Cancer patient cohort
The cohort comprised all 261,745 Danish residents aged ≥ 18 years registered in the Danish Cancer Registry13 for a first primary cancer diagnosed between 1 January 2005 and 31 December 2015, who were living in Denmark 5 years before the cancer diagnosis. The Danish Cancer Registry was established in 1943 and includes diagnosis of all cancers diagnosed in Denmark. We selected the 20 most prevalent cancer diagnoses in Denmark using the International Classification of Diseases, 10th Revision (ICD-10).
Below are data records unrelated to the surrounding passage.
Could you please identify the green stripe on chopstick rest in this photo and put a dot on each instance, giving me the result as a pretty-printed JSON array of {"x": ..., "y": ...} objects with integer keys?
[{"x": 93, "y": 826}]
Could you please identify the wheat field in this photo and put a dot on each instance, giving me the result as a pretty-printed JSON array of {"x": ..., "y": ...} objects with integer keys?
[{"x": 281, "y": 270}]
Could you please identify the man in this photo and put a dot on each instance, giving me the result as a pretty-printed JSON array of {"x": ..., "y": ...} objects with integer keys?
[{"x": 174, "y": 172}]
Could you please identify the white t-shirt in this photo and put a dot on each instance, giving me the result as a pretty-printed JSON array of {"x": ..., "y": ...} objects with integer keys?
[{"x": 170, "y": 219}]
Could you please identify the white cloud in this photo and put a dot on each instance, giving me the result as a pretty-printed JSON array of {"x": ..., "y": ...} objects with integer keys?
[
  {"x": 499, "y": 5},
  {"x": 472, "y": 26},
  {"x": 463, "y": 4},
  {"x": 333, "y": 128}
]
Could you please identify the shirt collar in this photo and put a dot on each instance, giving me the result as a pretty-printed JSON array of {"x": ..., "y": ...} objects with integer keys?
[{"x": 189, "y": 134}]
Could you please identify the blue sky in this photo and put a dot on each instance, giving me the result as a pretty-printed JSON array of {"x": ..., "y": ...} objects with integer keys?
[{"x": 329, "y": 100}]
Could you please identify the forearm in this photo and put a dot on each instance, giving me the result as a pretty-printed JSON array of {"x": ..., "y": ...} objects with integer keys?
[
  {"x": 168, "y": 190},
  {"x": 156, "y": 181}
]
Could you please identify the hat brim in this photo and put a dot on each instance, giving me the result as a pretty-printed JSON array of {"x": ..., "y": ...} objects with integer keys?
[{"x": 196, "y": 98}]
We combined brain cancer and central nervous system (CNS) tumours because of the small numbers of cases, leaving the following 19 groups for analysis: breast cancer (C50), lung cancer (C34), prostate cancer (C61), colon cancer (C18), rectal cancer (C19 and C20), oesophagus cancer (C15), stomach cancer (C16), oropharynx cancer (C10), liver cancer (C22), pancreas cancer (C25), bladder cancer (C67), kidney cancer (C64), uterus cancer (C54), cervix cancer (C53), ovary cancer (C56), malignant melanoma (C43), brain and CNS cancer (C70–C72), non-Hodgkin lymphoma (C85) and leukaemia (C90–C95).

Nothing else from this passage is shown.